THE GOLDSTONE REPORT

The Legacy of the Landmark Investigation of the Gaza Conflict

edited by Adam Horowitz ; Lizzy Ratner ; Philip Weiss

Pub Date: Jan. 11th, 2011
ISBN: 978-1-56858-641-0
Publisher: Nation Books

An edited and annotated version of the controversial United Nations investigation into the recent Israeli attack on the Gaza Strip and reactions by mostly pro-Palestinian observers.

The result of a fact-finding mission commissioned by the UN and led by South African Justice Richard Goldstone to investigate potential war crimes committed by Israel during its Gaza attack in January 2009, the report has been heavily edited by American journalists Horowitz, Ratner and Weiss, introduced by Desmond Tutu and Naomi Klein, and is followed by 11 essays “that capture its ongoing impact.” The Israeli government refused to cooperate—despite the report’s finding that Hamas and the Palestinian Authority were complicit in crimes—and there is essentially one essay in Israel’s defense, by Moshe Halbertal, who condemns the report as “biased and unfair” while urging Israel to respond to the allegations. The report is hard-hitting and grim, exposing for the world the horrendous conditions wrought by the years of Israeli occupation.
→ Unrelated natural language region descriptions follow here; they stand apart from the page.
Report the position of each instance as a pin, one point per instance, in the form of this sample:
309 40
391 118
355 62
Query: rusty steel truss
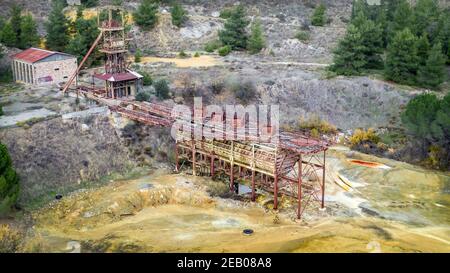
293 166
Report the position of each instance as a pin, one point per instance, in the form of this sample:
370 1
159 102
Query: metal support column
299 190
323 180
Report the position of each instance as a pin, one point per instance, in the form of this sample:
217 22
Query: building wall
22 71
51 70
54 71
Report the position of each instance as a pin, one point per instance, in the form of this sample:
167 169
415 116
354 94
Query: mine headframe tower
119 81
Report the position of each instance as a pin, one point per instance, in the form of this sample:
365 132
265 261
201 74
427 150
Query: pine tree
444 33
357 7
432 74
423 46
178 15
146 15
138 56
9 182
349 56
402 18
57 28
371 40
418 117
8 36
28 36
16 22
234 33
319 16
256 41
401 58
426 13
89 3
440 128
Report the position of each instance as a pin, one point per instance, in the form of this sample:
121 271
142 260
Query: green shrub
183 54
225 50
178 15
244 91
147 78
316 125
212 46
162 89
226 13
6 75
319 16
138 56
9 239
363 136
9 182
146 15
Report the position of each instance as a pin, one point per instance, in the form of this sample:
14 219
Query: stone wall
60 70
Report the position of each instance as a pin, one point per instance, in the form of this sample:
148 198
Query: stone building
38 66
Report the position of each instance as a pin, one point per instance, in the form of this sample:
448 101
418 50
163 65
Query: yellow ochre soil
176 214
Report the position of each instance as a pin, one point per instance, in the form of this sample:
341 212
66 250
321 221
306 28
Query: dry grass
201 61
10 239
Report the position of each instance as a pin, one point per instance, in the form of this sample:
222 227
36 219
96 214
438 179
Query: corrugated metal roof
33 55
117 77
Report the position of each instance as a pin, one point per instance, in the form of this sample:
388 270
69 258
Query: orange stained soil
367 163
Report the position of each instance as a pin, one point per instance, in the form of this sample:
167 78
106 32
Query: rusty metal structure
118 80
293 167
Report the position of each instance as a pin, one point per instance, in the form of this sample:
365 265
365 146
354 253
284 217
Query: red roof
33 55
118 77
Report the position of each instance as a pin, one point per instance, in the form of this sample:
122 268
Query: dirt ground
175 213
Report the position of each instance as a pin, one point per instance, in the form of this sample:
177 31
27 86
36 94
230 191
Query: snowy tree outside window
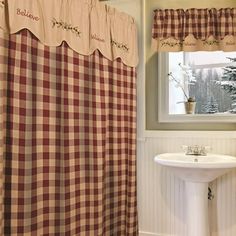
215 87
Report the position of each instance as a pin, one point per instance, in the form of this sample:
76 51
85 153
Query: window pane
199 75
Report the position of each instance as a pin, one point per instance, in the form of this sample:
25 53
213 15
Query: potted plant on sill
190 103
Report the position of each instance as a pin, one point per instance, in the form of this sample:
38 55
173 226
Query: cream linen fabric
86 25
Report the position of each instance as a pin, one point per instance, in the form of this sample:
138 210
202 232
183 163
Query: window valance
194 30
86 25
Following three years of blockade of an already weakened Gaza and responding to suicide bombings and other acts of terrorism inflicted on southern Israel, the Israeli Defense Force swiftly moved into Gaza in late 2008 and deliberately destroyed houses, industry and agricultural land. At least 1,400 Palestinians were killed, approximately 900 of which were civilians, 300 children and 100 women. The report asserts that Israel’s military operations were “designed to punish, humiliate and terrorize a civilian population, radically diminish its local economic capacity…[and] force upon it an ever increasing sense of dependency and vulnerability.” The report also addresses the deliberate attacks against the civilian population, the use of Palestinians as “human shields,” internal violence by Hamas and the Palestinian Authority and the suppression of dissent in Israel. Subsequently, the commentators—including Rashid Khalidi, Raji Sourani, Jerome Slater and Henry Siegman—discuss the report’s acknowledgement of the “prolonged state of impunity” by Israel and the implications for international law, while Brian Baird recounts the systematic condemnation of the report by the U.S. Congress.

An eye-opening document and an urgent call for accountability.